Les libertés politiques allaient diminuant, tout comme la liberté de la vie privée ; et des symptômes montraient qu’il n’était pas prudent de se plaindre. On restreignait, pour le peuple, les occasions de voler. Un Edit de 1570 devait bientôt permettre au Gouvernement de se passer de l’assentiment du peuple pour établir des impôts nouveaux. Et quand, huit ans plus tard, un certain Botellier réclamera pour les assemblées populaires l’usage du scrutin secret, il devra demander pardon, à genoux, pour une telle audace. Un jour de 1603, les pasteurs s’en viendront dire au magistrat que, le peuple étant une « bête à plusieurs têtes, dont il ne faut qu’une pour tout remuer, » il n’est pas bon de traiter cavalièrement de séditieux tous ceux qui souhaitent des innovations : ils seront fort mal reçus et s’entendront reprocher par deux magistrats d’avoir porté là un « conseil très pernicieux. »

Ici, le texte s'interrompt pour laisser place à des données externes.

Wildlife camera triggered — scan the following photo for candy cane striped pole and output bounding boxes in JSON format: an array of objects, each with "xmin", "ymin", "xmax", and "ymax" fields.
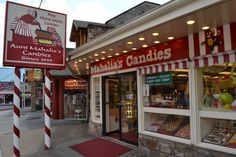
[
  {"xmin": 13, "ymin": 68, "xmax": 20, "ymax": 157},
  {"xmin": 44, "ymin": 70, "xmax": 51, "ymax": 149}
]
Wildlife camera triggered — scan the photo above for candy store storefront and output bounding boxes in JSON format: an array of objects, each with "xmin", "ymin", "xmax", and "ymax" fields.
[{"xmin": 69, "ymin": 0, "xmax": 236, "ymax": 157}]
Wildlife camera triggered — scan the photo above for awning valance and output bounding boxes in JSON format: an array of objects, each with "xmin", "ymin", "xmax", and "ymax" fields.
[
  {"xmin": 138, "ymin": 59, "xmax": 189, "ymax": 75},
  {"xmin": 191, "ymin": 51, "xmax": 236, "ymax": 68}
]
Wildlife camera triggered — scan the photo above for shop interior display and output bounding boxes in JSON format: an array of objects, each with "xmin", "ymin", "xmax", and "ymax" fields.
[
  {"xmin": 120, "ymin": 75, "xmax": 138, "ymax": 133},
  {"xmin": 202, "ymin": 120, "xmax": 236, "ymax": 148},
  {"xmin": 144, "ymin": 70, "xmax": 189, "ymax": 109},
  {"xmin": 201, "ymin": 63, "xmax": 236, "ymax": 111},
  {"xmin": 145, "ymin": 113, "xmax": 190, "ymax": 139},
  {"xmin": 94, "ymin": 78, "xmax": 101, "ymax": 121}
]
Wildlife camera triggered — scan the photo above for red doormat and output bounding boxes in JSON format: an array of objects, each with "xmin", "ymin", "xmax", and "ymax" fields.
[{"xmin": 70, "ymin": 138, "xmax": 133, "ymax": 157}]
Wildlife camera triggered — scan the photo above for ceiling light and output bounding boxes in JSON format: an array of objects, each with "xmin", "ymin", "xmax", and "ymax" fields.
[
  {"xmin": 202, "ymin": 26, "xmax": 210, "ymax": 30},
  {"xmin": 186, "ymin": 20, "xmax": 195, "ymax": 25},
  {"xmin": 152, "ymin": 32, "xmax": 159, "ymax": 37},
  {"xmin": 177, "ymin": 74, "xmax": 188, "ymax": 77},
  {"xmin": 175, "ymin": 69, "xmax": 188, "ymax": 72},
  {"xmin": 218, "ymin": 71, "xmax": 236, "ymax": 75},
  {"xmin": 138, "ymin": 37, "xmax": 145, "ymax": 41},
  {"xmin": 86, "ymin": 63, "xmax": 89, "ymax": 69},
  {"xmin": 142, "ymin": 44, "xmax": 148, "ymax": 47},
  {"xmin": 167, "ymin": 37, "xmax": 174, "ymax": 40}
]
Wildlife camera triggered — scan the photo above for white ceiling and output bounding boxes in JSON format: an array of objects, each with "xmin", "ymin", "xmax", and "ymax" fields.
[{"xmin": 69, "ymin": 0, "xmax": 236, "ymax": 74}]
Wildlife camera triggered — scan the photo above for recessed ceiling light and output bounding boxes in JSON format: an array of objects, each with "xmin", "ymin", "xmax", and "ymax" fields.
[
  {"xmin": 152, "ymin": 32, "xmax": 159, "ymax": 36},
  {"xmin": 142, "ymin": 44, "xmax": 148, "ymax": 47},
  {"xmin": 167, "ymin": 37, "xmax": 174, "ymax": 40},
  {"xmin": 138, "ymin": 37, "xmax": 145, "ymax": 41},
  {"xmin": 202, "ymin": 26, "xmax": 210, "ymax": 30},
  {"xmin": 186, "ymin": 20, "xmax": 195, "ymax": 25}
]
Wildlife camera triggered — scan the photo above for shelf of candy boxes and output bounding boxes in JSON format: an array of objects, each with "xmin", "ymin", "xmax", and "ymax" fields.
[
  {"xmin": 202, "ymin": 127, "xmax": 236, "ymax": 149},
  {"xmin": 145, "ymin": 94, "xmax": 189, "ymax": 109},
  {"xmin": 201, "ymin": 89, "xmax": 236, "ymax": 111},
  {"xmin": 145, "ymin": 115, "xmax": 190, "ymax": 139}
]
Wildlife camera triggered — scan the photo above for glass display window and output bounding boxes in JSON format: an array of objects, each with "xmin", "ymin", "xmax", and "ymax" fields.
[
  {"xmin": 200, "ymin": 63, "xmax": 236, "ymax": 112},
  {"xmin": 201, "ymin": 118, "xmax": 236, "ymax": 149},
  {"xmin": 143, "ymin": 69, "xmax": 189, "ymax": 109},
  {"xmin": 94, "ymin": 77, "xmax": 101, "ymax": 121},
  {"xmin": 144, "ymin": 113, "xmax": 190, "ymax": 139}
]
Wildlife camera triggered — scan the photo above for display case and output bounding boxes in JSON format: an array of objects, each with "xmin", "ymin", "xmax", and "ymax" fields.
[
  {"xmin": 141, "ymin": 69, "xmax": 191, "ymax": 144},
  {"xmin": 144, "ymin": 70, "xmax": 189, "ymax": 109},
  {"xmin": 196, "ymin": 63, "xmax": 236, "ymax": 154},
  {"xmin": 144, "ymin": 113, "xmax": 190, "ymax": 139}
]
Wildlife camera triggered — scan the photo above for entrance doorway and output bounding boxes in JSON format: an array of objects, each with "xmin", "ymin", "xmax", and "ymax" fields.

Les vieux citoyens de Genève, ceux qui étaient devenus majeurs vers 1530, auraient réputé comme un fou celui qui leur aurait, aux heures de leur jeunesse, prophétisé tant d’illustration pour leur ville et tant de vexations pour leur vie ; l’histoire de leur cité, celle de leur quartier, celle de leur famille, leur propre histoire, se déroulaient à l’écart et à l’encontre de toutes les prévisions humaines. Jamais ils n’auraient supposé que leur Genève s’illuminât d’un pareil prestige, ni qu’un tel despotisme fit ombre dans leur vie domestique. L’élection divine dont ils avaient appris à se croire les bénéficiaires les courbait, bon gré mal gré, sous le joug de la loi de Dieu ; elle les contraignait à faire taire, en eux, les mouvemens d’humeur du vieil homme mal vaincu, et à accepter, comme une marque de grâce, la soudaineté même des changemens qui les heurtaient et qui bousculaient en eux, avec leur passé, toute une partie d’eux-mêmes. Ils acceptèrent, et ils obéirent, sous l’autorité de M. de Bèze, comme ils avaient fini par accepter et par obéir, sous celle de Calvin.